Other nearby towns and a bus were also strafed as the German planes headed back to their base in France. A young boy flying a kite near Penzance waved at the planes as they passed low overhead, thinking they were British. Leopold Wenger waved back and smiled at the boy who quickly realised his mistake.
The Hocking family and the narrative in the poem are fictional, but the poem reflects the experience of many for whom a global war was something that happened on the periphery of their experience.

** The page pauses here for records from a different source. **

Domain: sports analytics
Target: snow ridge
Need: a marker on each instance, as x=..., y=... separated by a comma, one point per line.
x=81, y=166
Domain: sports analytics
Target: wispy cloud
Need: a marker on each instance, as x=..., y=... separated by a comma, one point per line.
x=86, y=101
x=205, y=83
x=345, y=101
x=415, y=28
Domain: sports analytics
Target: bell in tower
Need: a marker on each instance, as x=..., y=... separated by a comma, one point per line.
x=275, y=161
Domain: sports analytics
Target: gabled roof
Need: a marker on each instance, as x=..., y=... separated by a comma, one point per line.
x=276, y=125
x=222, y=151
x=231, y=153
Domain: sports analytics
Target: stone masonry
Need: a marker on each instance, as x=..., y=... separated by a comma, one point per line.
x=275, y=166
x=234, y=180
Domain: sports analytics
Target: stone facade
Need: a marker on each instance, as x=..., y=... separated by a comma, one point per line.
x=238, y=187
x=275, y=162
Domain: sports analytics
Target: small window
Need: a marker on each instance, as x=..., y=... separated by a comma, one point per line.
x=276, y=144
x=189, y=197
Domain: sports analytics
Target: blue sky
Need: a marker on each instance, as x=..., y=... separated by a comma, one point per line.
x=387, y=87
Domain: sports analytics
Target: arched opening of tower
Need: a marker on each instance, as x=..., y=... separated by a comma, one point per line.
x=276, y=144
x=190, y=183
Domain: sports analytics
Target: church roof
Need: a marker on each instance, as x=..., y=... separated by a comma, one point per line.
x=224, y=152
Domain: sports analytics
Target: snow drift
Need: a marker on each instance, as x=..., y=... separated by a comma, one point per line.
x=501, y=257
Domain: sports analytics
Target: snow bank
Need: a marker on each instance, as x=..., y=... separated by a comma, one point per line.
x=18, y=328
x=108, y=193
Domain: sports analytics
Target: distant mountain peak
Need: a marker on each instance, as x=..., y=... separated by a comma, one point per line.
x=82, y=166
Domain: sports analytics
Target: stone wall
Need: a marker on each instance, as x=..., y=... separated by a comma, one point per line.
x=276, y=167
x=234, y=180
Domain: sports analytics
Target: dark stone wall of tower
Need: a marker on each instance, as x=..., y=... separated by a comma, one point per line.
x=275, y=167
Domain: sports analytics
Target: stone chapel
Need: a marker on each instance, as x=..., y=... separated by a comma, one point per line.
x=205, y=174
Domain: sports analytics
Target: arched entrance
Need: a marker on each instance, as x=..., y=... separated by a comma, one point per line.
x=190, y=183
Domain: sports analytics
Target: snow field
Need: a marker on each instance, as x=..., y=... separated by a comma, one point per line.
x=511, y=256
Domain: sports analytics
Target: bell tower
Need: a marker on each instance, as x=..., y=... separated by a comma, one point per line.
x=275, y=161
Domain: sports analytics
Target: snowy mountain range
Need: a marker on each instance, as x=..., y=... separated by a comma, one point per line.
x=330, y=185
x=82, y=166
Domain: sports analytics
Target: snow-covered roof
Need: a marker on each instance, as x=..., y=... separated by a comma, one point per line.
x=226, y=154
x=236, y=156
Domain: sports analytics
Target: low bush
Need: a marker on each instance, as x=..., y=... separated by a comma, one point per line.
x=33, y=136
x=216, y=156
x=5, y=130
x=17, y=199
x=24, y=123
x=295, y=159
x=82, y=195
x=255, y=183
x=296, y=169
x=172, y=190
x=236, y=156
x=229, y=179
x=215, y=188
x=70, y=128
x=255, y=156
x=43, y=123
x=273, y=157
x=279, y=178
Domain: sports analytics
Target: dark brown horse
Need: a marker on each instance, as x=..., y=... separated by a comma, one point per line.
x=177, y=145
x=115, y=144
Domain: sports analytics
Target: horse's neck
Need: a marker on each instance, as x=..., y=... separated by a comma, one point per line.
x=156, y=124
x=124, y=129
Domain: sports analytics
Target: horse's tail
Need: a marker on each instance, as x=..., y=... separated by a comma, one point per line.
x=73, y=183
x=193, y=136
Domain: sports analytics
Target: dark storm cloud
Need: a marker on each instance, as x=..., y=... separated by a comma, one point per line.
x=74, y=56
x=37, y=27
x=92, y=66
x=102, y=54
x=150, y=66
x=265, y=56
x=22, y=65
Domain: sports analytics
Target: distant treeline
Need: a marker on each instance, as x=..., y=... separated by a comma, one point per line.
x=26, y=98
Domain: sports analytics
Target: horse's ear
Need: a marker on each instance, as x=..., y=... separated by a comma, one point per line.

Leopold Wenger was shot down and killed over Vienna, Austria, on 10 April 1945. He was 23.
The Second World War
William Hocking, farmer, 59,
ploughing top field
for the winter cabbage
doesn’t spot the German plane
until right overhead,
and there’s the pilot clear as day,
much younger than his son,
Robert Hocking, farmhand, 28,
exempt from service
on account of work
essential for the war,
back at the house
pouring footings for a barn,
who didn’t see
or hear a thing what with
the mixer going in the yard,
close enough, indeed, to catch
the pilot smile and wave,
and William knew for moments there
he’d been a target in his sights,
time enough to make
a widow of his wife who said
she thought she saw
a plume of smoke
out towards the west,
nothing on the news, of course,
but soon a call from town
confirms a tip and run, one dead,
and over tea and cake
the Hockings all agreed that this
was quite some thing,
then silence falls again
with measured ticking in
the hall and from the mantel clock,
until Westminster chimes the hour,
and cows need bringing in.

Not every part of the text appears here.